美文网首页
Spark 源码-1

Spark 源码-1

作者: 踏雪寻梅4149 | 来源:发表于2017-09-06 20:30 被阅读0次

    入口

    • spark shell 入口:
    • driver program入口:SparkContext
    • worker 入口:Worker.scala
    • driver ui 入口:
    • (SparkContext)->SparkUI.scala->WebUI.scala
      • jetty server 的启动:bind()->startJettyServer
    • cluster ui 入口:
    • yarn scheduler 入口:
    • network 层入口:
      • driver 端
      • worker 端

    Scheduler

    SparkContext 初始化时创建.
    入口:

        // Create and start the scheduler
        val (sched, ts) = SparkContext.createTaskScheduler(this, master, deployMode)
        _schedulerBackend = sched
        _taskScheduler = ts
        _dagScheduler = new DAGScheduler(this)
        _heartbeatReceiver.ask[Boolean](TaskSchedulerIsSet)
    
        // start TaskScheduler after taskScheduler sets DAGScheduler reference in DAGScheduler's
        // constructor
        _taskScheduler.start()
    

    SchedulerBackend:

    A backend interface for scheduling systems that allows plugging in different ones under TaskSchedulerImpl. We assume a Mesos-like model where the application gets resource offers as machines become available and can launch tasks on them.

    更高层的scheduler,负责实现 mesos,yarn 等接口。 也就是对应了master 的配置,不同模式下的scheduler策略。

    • standalone:StandaloneSchedulerBackend (CoarseGrainedSchedulerBackend)
    • yarn-cluster:YarnClusterSchedulerBackend (YarnSchedulerBackend)
    • yarn-client: YarnClientSchedulerBackend (YarnSchedulerBackend)
    • mesos: CoarseMesosSchedulerBackend,MesosSchedulerBackend (CoarseGrainedSchedulerBackend)
    • local:LocalSchedulerBackend

    DAGScheduler:

    将任务分解成 stage(TaskSets),然后调用 TaskScheduler 进行 Task level 的 scheduler。这里最主要的关注submitJob()核心实现。查看一个 job 是如何分解,如果提交的。

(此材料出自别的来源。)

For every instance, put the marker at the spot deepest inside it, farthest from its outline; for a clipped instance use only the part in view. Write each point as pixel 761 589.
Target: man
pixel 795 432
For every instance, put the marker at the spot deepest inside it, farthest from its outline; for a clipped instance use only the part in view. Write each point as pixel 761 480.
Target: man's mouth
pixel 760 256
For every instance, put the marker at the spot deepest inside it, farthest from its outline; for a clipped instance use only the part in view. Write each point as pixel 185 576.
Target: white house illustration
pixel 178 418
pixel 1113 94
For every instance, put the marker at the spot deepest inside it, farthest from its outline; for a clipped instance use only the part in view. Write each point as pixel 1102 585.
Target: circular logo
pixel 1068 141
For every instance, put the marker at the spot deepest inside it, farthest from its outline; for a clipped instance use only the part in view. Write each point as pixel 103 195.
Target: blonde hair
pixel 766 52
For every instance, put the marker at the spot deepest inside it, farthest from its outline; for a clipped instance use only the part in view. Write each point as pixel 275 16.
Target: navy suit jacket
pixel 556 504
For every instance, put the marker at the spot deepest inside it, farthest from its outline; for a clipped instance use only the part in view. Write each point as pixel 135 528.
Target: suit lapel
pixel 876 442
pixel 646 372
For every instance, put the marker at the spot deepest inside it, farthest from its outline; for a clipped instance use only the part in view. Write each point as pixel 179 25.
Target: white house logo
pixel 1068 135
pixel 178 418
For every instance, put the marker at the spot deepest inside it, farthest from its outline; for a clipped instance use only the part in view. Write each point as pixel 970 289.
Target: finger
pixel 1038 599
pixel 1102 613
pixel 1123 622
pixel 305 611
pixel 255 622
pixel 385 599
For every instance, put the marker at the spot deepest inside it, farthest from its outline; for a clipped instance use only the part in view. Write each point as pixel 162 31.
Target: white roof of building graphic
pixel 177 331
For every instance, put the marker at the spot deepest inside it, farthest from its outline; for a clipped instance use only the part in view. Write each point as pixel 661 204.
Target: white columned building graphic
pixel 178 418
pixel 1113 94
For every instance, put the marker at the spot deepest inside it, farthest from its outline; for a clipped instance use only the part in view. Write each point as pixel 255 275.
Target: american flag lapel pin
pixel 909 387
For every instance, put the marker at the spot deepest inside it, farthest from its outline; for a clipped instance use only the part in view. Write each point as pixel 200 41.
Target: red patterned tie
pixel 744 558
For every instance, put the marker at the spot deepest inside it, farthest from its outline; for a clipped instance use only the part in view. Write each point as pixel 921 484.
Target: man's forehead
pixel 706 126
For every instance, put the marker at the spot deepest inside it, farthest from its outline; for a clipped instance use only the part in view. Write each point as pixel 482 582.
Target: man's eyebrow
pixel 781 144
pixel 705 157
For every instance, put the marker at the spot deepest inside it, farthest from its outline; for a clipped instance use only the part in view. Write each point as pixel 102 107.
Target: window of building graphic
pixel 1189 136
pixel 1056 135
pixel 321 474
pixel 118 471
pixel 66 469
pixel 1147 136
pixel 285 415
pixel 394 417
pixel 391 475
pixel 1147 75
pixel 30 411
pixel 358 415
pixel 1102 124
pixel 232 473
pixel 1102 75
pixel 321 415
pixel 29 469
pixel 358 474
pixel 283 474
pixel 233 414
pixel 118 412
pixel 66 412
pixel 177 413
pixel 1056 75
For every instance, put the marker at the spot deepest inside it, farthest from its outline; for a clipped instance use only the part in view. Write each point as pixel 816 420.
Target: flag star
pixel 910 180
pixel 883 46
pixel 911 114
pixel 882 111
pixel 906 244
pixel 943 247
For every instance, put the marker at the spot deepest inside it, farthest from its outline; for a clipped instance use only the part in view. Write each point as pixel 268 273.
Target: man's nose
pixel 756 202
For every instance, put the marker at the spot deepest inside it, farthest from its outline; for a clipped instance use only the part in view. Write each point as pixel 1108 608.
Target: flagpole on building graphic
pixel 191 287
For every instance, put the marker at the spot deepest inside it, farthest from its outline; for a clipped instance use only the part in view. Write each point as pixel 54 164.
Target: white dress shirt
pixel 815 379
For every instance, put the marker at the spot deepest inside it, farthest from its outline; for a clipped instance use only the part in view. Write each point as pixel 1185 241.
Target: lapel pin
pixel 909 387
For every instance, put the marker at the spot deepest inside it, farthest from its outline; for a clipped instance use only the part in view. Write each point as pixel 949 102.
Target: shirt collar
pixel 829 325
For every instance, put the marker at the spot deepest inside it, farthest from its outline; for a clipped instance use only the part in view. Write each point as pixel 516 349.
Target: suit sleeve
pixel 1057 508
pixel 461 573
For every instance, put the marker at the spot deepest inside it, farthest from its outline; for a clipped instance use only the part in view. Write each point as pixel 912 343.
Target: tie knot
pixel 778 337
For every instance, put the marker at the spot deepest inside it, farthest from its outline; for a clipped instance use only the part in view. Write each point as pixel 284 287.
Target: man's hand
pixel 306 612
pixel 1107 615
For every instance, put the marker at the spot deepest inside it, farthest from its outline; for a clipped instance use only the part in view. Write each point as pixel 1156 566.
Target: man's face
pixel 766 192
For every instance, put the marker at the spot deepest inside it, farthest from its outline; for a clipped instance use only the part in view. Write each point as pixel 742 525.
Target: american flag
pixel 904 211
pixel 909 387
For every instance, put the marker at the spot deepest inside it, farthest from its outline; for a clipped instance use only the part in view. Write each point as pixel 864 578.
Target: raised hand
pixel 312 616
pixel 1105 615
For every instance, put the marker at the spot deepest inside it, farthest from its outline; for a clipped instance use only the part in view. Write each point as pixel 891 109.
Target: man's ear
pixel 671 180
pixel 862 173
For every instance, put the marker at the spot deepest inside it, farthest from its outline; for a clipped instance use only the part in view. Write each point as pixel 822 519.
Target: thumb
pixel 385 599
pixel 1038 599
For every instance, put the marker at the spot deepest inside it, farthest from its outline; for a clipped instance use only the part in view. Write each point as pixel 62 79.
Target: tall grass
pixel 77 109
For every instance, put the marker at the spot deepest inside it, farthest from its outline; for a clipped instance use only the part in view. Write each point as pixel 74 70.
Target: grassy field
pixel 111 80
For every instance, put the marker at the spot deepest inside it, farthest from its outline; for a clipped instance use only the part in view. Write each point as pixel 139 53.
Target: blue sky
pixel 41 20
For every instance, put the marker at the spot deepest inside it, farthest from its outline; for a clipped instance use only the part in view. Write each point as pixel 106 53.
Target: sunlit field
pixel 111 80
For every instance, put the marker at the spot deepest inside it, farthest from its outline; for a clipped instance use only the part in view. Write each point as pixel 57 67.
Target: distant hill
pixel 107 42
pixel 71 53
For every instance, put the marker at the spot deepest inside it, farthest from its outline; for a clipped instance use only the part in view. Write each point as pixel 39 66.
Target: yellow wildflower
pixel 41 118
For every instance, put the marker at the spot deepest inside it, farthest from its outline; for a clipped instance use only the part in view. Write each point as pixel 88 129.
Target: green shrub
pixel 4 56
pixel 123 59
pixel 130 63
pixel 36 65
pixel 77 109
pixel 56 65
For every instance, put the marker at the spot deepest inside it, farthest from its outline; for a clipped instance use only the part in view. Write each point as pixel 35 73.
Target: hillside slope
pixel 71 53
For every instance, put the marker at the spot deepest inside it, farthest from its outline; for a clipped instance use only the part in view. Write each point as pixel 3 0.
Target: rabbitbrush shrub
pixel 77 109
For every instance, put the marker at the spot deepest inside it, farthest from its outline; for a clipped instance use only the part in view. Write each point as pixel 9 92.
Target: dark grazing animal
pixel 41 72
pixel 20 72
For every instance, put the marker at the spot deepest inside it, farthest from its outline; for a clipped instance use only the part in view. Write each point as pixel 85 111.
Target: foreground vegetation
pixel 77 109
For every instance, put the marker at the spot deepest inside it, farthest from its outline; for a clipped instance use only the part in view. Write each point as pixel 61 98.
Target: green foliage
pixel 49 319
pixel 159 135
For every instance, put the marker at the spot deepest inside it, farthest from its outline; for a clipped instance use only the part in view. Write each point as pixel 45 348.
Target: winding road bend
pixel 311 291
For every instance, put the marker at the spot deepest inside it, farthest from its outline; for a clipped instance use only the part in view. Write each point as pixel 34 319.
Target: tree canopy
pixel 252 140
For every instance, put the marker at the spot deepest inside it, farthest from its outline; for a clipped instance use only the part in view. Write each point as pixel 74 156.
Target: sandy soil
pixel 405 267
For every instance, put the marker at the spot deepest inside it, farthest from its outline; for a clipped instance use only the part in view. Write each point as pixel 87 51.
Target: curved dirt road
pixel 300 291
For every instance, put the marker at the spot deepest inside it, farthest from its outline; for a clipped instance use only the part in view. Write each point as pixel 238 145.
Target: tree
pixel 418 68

    • The high-level scheduling layer that implements stage-oriented scheduling. It computes a DAG of stages for each job, keeps track of which RDDs and stage outputs are materialized, and finds a minimal schedule to run the job.
    • It then submits stages as TaskSets to an underlying TaskScheduler implementation that runs them on the cluster. A TaskSet contains fully independent tasks that can run right away based on the data that's already on the cluster (e.g. map output files from previous stages), though it may fail if this data becomes unavailable.
    • the DAGScheduler also determines the preferre locations to run each task on, based on the current cache status, and passes these to the low-level TaskScheduler.

    两个重要问题:
    1.Task 的相关信息dispatch传输到 executor 上的,居然是通过 sc.broadcast?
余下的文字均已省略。